Это только одна из реалий настоящего.

Если вместо этого мы сосредоточимся на возможностях настоящего, мы увидим свидетельства неугасимого пожара человечества. Мы видим свидетельство нашей готовности выйти за пределы того , что есть , возможно, рисковать всем, чтобы достичь какого-то нового, нематериального, более высокого состояния справедливости, или добра, или справедливости, или процветания. Взрывать, как общество думает и что общество ценит в славном столкновении с непреодолимыми силами.

Мы видим этот огонь сегодня в столкновениях между расширением прав и возможностей женщин и привилегиями мужчин или между «традиционной» и «современной» семьей. В борьбе между изоляционизмом и глобализмом. В геополитической борьбе нужно защищать демократический хаос или распространять авторитарный порядок. Мы видим этот пожар в битвах между частной собственностью и государственным регулированием технологических платформ. В конкурсе между моим правом накапливать богатство для себя и общественным движением, гарантирующим минимальный доход для всех. И, может быть, самое главное, в конкурсе, чтобы определить, что реально: просветительские ценности коллективного разума, с одной стороны, вера в сильного, с другой.

Самый большой вопрос нашего времени прост: что происходит, когда непреодолимые силы встречают неугасимый огонь?

И я думаю, что ответ – лидерство . Лидерство это то, что происходит. И под лидерством я имею в виду смелость стоять посреди этого столкновения и пытаться выяснить, что сохранить и что изобрести заново . Что ускорить и что уничтожить. (Затем я изложил «манифест лидерства». Я не буду утомлять вас здесь. Напишите мне, если вы хотите получить копию, но тогда я попрошу вас критиковать ее вместе со мной.)

___________________________________________________

Какие деньги не купишь

Одним из моих вдохновителей для рассказа этой истории об экономических реалиях и моральных возможностях была еще одна книга философа Гарварда Майкла Санделя, которую я прочитал прошлым летом: «Что нельзя купить за деньги: моральные ограничения рынков» (2012).

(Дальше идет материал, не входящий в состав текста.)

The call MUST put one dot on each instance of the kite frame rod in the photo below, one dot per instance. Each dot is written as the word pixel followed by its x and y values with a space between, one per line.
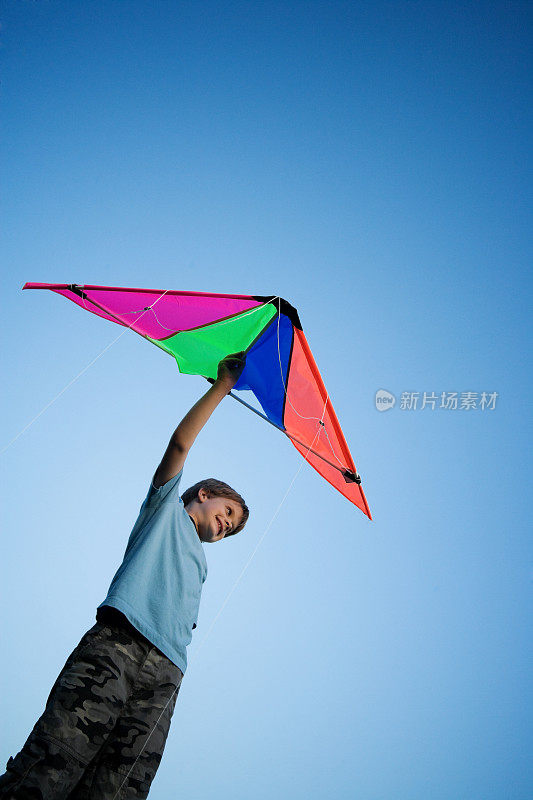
pixel 344 471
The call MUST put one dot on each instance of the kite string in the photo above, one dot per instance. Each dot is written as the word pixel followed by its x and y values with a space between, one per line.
pixel 226 600
pixel 221 322
pixel 69 384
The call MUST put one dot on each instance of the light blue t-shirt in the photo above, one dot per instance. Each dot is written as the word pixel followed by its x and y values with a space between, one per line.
pixel 159 583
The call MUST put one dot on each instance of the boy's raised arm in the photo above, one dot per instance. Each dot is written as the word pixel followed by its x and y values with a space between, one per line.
pixel 192 423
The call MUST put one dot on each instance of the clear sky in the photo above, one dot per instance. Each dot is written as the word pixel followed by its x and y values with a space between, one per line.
pixel 369 162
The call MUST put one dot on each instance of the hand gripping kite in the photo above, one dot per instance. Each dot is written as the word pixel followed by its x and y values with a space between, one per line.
pixel 200 329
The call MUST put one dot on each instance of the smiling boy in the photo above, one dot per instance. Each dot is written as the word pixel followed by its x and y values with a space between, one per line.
pixel 102 734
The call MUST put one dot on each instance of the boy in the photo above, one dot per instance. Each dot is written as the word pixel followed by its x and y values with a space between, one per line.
pixel 105 724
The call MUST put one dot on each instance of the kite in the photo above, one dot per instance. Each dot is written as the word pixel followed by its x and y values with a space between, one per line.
pixel 200 329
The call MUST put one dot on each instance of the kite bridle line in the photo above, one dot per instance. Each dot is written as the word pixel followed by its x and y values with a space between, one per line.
pixel 348 474
pixel 75 378
pixel 237 581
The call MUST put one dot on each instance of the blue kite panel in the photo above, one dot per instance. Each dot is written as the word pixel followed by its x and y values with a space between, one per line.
pixel 263 374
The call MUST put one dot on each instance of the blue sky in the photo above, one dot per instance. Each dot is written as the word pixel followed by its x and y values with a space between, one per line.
pixel 370 163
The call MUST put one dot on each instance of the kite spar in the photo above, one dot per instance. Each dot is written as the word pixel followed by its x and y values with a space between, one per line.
pixel 200 329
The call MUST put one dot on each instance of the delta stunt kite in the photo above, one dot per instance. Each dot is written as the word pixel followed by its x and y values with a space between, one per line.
pixel 201 329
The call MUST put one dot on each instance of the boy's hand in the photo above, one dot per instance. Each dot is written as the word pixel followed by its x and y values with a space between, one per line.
pixel 230 369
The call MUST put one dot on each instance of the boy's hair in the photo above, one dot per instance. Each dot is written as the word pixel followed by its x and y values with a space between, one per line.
pixel 216 488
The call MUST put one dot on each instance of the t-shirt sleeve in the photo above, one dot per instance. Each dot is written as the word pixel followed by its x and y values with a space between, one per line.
pixel 167 493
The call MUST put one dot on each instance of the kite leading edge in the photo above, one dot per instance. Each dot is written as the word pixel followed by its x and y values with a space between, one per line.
pixel 200 329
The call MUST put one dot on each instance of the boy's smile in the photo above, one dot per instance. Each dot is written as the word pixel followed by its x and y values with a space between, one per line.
pixel 214 517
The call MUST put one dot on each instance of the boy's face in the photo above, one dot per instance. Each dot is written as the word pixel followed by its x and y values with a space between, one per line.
pixel 214 517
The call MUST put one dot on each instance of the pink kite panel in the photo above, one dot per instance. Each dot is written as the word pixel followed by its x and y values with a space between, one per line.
pixel 153 313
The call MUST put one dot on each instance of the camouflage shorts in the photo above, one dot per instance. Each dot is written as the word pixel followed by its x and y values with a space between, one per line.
pixel 105 723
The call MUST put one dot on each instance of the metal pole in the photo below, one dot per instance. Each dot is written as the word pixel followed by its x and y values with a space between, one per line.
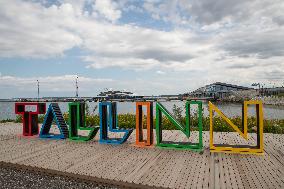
pixel 37 90
pixel 77 88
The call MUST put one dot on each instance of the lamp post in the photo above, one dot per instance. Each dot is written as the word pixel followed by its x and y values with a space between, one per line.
pixel 257 84
pixel 77 88
pixel 37 90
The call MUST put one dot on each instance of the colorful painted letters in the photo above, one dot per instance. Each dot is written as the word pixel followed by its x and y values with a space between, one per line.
pixel 185 129
pixel 139 124
pixel 108 123
pixel 30 118
pixel 244 149
pixel 77 121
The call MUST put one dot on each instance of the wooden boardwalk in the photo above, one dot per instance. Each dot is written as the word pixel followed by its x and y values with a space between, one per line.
pixel 151 166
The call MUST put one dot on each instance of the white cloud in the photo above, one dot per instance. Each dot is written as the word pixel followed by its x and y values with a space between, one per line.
pixel 62 84
pixel 108 9
pixel 232 42
pixel 160 72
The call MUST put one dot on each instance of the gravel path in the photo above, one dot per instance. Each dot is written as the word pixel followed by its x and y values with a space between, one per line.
pixel 12 178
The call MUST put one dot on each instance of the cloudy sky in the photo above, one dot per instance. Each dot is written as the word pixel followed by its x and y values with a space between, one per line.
pixel 147 47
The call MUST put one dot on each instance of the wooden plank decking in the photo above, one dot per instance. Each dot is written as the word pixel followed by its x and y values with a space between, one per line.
pixel 151 166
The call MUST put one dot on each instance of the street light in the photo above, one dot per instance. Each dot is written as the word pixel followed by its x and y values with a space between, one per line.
pixel 77 88
pixel 256 84
pixel 37 90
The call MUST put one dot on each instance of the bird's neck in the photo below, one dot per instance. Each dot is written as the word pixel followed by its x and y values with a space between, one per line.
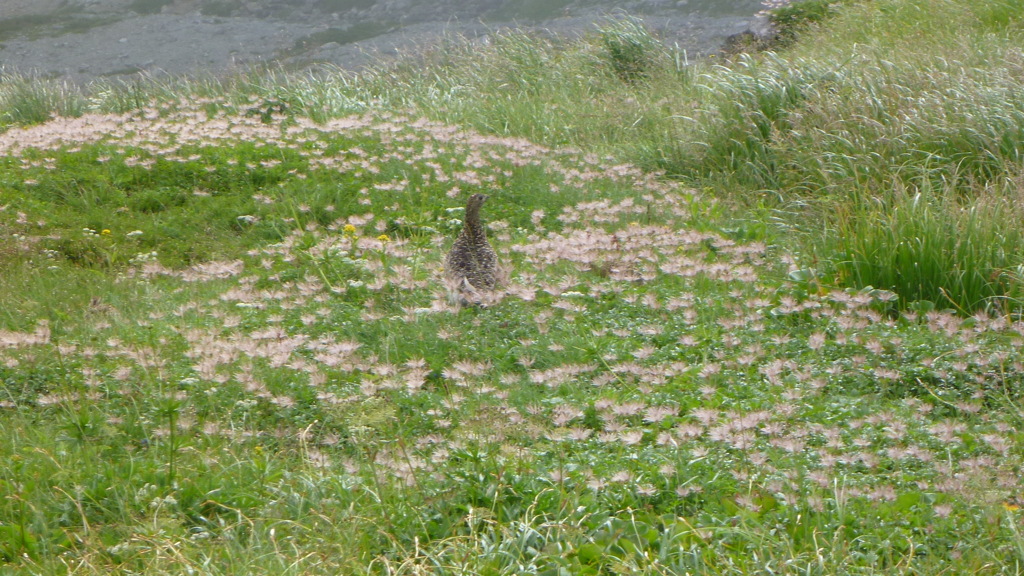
pixel 472 225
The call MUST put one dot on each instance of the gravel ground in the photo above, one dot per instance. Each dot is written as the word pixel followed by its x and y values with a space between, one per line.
pixel 90 39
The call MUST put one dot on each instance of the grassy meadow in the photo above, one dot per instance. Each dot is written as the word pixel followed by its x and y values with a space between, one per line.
pixel 762 313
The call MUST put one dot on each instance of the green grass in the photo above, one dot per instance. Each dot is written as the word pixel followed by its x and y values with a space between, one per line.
pixel 762 313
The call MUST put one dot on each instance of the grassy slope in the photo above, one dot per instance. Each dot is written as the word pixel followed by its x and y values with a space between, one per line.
pixel 226 348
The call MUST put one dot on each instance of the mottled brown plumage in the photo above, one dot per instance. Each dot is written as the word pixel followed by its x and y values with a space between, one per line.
pixel 472 263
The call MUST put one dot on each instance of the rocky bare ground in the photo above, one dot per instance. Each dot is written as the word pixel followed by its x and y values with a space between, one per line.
pixel 82 40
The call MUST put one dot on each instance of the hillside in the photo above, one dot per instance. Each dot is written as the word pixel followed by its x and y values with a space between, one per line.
pixel 757 314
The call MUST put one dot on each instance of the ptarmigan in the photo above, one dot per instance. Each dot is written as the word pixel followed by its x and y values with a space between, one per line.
pixel 472 264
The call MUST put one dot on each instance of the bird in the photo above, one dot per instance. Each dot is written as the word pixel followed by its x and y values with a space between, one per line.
pixel 471 264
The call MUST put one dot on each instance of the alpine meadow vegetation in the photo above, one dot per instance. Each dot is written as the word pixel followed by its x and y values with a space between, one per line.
pixel 762 312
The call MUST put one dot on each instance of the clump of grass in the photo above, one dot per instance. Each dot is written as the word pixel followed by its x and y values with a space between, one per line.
pixel 32 100
pixel 795 18
pixel 928 247
pixel 630 49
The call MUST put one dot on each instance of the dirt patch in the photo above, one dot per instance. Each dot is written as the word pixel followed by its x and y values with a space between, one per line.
pixel 88 39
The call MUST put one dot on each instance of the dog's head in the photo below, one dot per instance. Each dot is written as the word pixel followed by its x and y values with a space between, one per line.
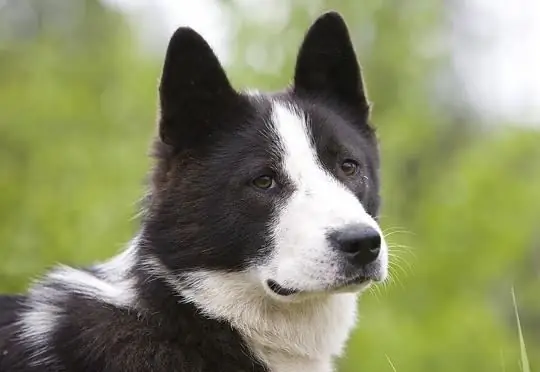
pixel 283 187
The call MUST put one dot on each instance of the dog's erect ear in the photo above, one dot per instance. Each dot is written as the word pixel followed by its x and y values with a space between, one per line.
pixel 194 90
pixel 327 66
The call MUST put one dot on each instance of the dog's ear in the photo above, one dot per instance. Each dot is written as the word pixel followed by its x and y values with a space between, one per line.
pixel 327 66
pixel 194 91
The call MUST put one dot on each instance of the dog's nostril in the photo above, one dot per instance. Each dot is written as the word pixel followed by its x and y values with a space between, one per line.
pixel 362 244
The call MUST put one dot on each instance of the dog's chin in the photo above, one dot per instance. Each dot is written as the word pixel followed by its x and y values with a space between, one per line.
pixel 290 294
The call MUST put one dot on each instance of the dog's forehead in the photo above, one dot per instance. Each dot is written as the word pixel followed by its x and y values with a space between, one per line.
pixel 283 124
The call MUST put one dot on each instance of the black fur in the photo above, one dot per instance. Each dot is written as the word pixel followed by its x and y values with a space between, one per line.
pixel 200 212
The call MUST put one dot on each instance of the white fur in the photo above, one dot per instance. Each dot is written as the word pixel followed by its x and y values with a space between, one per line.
pixel 44 305
pixel 302 258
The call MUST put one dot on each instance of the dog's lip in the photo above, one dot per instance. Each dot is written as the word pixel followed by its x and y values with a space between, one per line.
pixel 284 291
pixel 279 290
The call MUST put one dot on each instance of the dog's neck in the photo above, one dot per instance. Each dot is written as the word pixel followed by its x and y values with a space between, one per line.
pixel 286 336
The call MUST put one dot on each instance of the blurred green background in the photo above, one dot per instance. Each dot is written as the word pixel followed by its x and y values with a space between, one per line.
pixel 461 195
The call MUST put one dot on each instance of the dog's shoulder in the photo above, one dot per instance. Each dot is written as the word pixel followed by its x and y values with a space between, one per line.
pixel 79 320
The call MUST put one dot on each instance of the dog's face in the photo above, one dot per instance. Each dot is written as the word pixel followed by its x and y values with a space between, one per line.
pixel 280 187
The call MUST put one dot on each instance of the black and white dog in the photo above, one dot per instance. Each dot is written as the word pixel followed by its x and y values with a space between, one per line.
pixel 258 231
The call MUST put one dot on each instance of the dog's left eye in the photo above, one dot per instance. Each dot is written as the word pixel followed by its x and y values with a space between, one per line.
pixel 349 167
pixel 264 182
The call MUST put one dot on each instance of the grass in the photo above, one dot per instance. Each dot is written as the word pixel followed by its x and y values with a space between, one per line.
pixel 524 359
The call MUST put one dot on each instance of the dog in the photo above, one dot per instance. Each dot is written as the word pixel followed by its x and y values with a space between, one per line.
pixel 258 230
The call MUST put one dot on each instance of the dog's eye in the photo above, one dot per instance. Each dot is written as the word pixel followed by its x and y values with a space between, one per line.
pixel 264 182
pixel 349 167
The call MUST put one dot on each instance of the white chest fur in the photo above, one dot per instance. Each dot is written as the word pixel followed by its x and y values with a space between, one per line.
pixel 288 337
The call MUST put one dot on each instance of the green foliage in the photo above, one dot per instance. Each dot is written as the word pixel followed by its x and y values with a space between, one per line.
pixel 461 200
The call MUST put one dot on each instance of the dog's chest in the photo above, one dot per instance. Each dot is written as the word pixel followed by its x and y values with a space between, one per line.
pixel 288 363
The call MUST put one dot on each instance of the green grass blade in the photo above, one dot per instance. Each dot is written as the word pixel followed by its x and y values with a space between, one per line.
pixel 524 359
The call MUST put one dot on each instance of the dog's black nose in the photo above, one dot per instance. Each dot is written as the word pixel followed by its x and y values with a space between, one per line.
pixel 361 244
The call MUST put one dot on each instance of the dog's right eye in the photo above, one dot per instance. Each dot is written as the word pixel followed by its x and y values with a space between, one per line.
pixel 264 182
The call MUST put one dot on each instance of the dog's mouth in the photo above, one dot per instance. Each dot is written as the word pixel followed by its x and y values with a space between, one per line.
pixel 279 290
pixel 284 291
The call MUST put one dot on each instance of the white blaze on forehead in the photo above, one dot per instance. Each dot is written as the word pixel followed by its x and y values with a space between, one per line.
pixel 311 181
pixel 319 204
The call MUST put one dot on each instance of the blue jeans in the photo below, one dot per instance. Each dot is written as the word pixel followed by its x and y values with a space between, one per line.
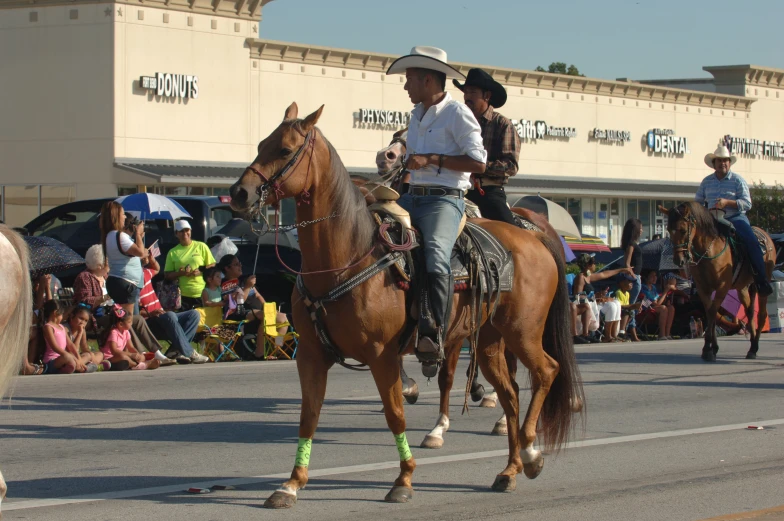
pixel 177 328
pixel 438 219
pixel 746 234
pixel 633 294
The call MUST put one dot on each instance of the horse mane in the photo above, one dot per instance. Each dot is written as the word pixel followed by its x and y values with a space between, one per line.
pixel 349 203
pixel 14 336
pixel 703 220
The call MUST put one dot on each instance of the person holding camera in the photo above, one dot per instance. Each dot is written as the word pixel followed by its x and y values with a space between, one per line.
pixel 186 262
pixel 124 253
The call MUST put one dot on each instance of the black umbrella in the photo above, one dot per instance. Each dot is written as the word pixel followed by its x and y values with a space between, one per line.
pixel 657 255
pixel 49 255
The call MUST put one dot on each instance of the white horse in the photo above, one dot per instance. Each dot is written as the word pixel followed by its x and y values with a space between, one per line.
pixel 16 310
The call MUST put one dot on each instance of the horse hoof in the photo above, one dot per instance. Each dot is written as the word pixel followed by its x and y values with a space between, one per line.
pixel 280 499
pixel 412 394
pixel 500 429
pixel 477 392
pixel 399 494
pixel 533 469
pixel 432 442
pixel 489 400
pixel 504 483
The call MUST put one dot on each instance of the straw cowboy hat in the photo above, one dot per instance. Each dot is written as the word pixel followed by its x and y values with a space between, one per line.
pixel 424 57
pixel 722 153
pixel 481 79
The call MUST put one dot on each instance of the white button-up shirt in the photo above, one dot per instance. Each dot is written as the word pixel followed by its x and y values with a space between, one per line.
pixel 448 128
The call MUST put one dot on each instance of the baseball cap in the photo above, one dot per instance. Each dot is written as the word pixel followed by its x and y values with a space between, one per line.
pixel 181 225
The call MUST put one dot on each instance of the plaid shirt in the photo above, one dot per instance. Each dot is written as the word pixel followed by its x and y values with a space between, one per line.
pixel 732 187
pixel 502 144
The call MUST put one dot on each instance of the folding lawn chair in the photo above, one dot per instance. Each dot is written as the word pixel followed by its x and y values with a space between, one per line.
pixel 222 342
pixel 278 345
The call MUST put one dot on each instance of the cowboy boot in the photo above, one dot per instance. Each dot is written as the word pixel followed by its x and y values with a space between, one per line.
pixel 433 329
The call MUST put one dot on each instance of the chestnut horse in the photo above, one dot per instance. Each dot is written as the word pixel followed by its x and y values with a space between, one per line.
pixel 16 310
pixel 698 245
pixel 338 239
pixel 389 161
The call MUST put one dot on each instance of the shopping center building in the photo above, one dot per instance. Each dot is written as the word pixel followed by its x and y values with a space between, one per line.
pixel 172 96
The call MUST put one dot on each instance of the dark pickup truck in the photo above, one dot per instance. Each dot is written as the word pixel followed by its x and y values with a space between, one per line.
pixel 76 224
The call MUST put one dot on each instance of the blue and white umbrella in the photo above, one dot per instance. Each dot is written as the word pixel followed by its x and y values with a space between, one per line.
pixel 152 206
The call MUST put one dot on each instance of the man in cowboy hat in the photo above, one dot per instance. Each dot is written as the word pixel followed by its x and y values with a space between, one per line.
pixel 482 94
pixel 444 147
pixel 726 190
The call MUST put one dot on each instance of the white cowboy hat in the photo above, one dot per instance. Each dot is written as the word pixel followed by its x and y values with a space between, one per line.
pixel 723 153
pixel 424 57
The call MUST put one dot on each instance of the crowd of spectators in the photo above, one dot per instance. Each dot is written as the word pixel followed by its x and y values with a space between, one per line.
pixel 116 320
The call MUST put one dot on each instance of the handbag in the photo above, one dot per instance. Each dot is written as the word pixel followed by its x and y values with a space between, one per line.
pixel 169 294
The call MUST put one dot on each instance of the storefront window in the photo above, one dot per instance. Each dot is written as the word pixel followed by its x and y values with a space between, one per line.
pixel 52 196
pixel 573 206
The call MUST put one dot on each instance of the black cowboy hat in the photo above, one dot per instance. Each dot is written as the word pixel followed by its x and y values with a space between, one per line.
pixel 481 79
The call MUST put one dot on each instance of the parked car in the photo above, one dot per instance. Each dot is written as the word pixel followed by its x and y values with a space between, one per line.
pixel 76 224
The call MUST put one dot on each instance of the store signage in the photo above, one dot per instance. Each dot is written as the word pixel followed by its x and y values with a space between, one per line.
pixel 171 85
pixel 385 118
pixel 611 135
pixel 527 129
pixel 754 147
pixel 664 141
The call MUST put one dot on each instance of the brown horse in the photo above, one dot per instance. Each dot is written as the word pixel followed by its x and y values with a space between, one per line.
pixel 389 161
pixel 16 310
pixel 698 245
pixel 338 239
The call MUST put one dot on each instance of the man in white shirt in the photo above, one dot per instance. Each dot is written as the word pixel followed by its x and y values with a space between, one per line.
pixel 444 147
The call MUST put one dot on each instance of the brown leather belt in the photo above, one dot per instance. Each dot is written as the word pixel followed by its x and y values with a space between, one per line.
pixel 436 190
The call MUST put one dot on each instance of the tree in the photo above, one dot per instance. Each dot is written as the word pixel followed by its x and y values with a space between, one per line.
pixel 560 68
pixel 767 210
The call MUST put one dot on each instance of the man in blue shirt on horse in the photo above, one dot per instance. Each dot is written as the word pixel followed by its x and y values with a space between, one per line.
pixel 726 190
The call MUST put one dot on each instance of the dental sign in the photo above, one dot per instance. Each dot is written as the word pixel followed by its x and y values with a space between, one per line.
pixel 754 147
pixel 533 130
pixel 664 141
pixel 177 86
pixel 384 118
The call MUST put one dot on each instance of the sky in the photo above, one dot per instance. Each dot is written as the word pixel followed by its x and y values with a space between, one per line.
pixel 609 39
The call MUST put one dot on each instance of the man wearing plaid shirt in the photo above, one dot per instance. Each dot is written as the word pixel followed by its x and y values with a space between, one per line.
pixel 726 190
pixel 482 94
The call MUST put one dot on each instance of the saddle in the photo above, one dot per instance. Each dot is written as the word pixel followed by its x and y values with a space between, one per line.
pixel 478 259
pixel 738 248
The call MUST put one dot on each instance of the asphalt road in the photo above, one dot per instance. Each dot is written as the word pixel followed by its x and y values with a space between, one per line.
pixel 666 438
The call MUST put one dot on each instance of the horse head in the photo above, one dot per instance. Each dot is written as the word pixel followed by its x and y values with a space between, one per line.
pixel 282 165
pixel 390 159
pixel 680 226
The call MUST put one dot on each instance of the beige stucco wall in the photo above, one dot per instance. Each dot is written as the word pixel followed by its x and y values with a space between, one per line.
pixel 71 103
pixel 56 98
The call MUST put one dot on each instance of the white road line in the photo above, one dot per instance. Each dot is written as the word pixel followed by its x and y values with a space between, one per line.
pixel 335 471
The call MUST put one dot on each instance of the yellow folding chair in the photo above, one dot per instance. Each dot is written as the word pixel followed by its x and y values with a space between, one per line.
pixel 277 345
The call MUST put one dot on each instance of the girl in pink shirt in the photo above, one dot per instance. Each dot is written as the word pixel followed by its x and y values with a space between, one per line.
pixel 118 346
pixel 60 355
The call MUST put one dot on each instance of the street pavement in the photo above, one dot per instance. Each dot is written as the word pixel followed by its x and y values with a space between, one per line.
pixel 666 438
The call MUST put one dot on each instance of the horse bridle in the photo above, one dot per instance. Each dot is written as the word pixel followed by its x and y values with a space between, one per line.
pixel 273 182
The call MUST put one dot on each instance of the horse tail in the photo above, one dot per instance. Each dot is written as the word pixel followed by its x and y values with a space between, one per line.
pixel 566 392
pixel 15 334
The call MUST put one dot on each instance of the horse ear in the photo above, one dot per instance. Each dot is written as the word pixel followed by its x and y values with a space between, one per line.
pixel 312 119
pixel 291 112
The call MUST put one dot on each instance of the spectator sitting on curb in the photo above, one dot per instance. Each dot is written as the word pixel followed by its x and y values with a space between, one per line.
pixel 178 328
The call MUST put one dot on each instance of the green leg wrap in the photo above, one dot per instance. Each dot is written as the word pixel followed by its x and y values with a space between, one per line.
pixel 303 452
pixel 402 446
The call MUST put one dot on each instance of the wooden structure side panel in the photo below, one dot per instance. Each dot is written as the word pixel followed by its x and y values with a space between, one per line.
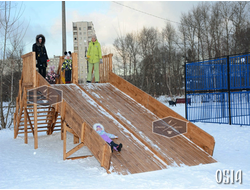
pixel 29 67
pixel 195 134
pixel 92 140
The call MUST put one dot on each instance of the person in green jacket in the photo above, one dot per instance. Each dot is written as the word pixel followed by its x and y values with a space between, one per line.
pixel 94 57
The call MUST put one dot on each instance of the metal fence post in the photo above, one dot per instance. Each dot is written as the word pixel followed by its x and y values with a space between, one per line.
pixel 185 76
pixel 228 88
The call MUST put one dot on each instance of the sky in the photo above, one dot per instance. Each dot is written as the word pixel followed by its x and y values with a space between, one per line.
pixel 109 18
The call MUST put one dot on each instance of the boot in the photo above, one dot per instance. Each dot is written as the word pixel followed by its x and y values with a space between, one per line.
pixel 119 148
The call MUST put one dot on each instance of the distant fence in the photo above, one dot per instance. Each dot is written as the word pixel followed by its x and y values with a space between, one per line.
pixel 219 90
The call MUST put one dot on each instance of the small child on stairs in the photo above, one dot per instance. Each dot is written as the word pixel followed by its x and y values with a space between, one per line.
pixel 107 137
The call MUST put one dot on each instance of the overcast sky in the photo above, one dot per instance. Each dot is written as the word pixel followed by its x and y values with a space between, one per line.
pixel 109 19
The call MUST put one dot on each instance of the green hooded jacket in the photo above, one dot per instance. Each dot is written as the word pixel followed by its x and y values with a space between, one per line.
pixel 94 51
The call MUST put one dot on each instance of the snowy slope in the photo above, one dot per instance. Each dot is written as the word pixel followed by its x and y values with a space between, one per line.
pixel 21 166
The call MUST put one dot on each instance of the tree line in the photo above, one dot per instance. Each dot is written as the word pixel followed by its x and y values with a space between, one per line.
pixel 154 60
pixel 12 32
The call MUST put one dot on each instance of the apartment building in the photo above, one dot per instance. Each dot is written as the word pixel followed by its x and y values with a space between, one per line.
pixel 54 62
pixel 82 32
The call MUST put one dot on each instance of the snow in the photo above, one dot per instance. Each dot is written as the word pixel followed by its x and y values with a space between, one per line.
pixel 22 166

Короче говоря, это книга, в которой Майкл замечает, что деньги и рынки теперь проникли во многие сферы и сферы деятельности общества, где раньше они не принадлежали. Его примеры варьируются от небольших – парков развлечений, где теперь продаются премиальные пропуски, которые позволяют вам перескакивать из очереди («На передний план на всех аттракционах, шоу и аттракционах!»); скальпирование билетов на кемпинги в Йосемити; и давать написанные призраком тосты на свадьбе вашего лучшего друга – к более крупным примерам, таким как выплата женщинам-наркоманам денежных стимулов для прохождения стерилизации или длительного контроля рождаемости; государственные программы, которые платят детям, которые повышают свои результаты тестов в школе; продажа постоянного места жительства или гражданства иностранным инвесторам; или продажа разрешений на загрязнение и компенсации выбросов углерода, т. е. продажа права заниматься загрязнением.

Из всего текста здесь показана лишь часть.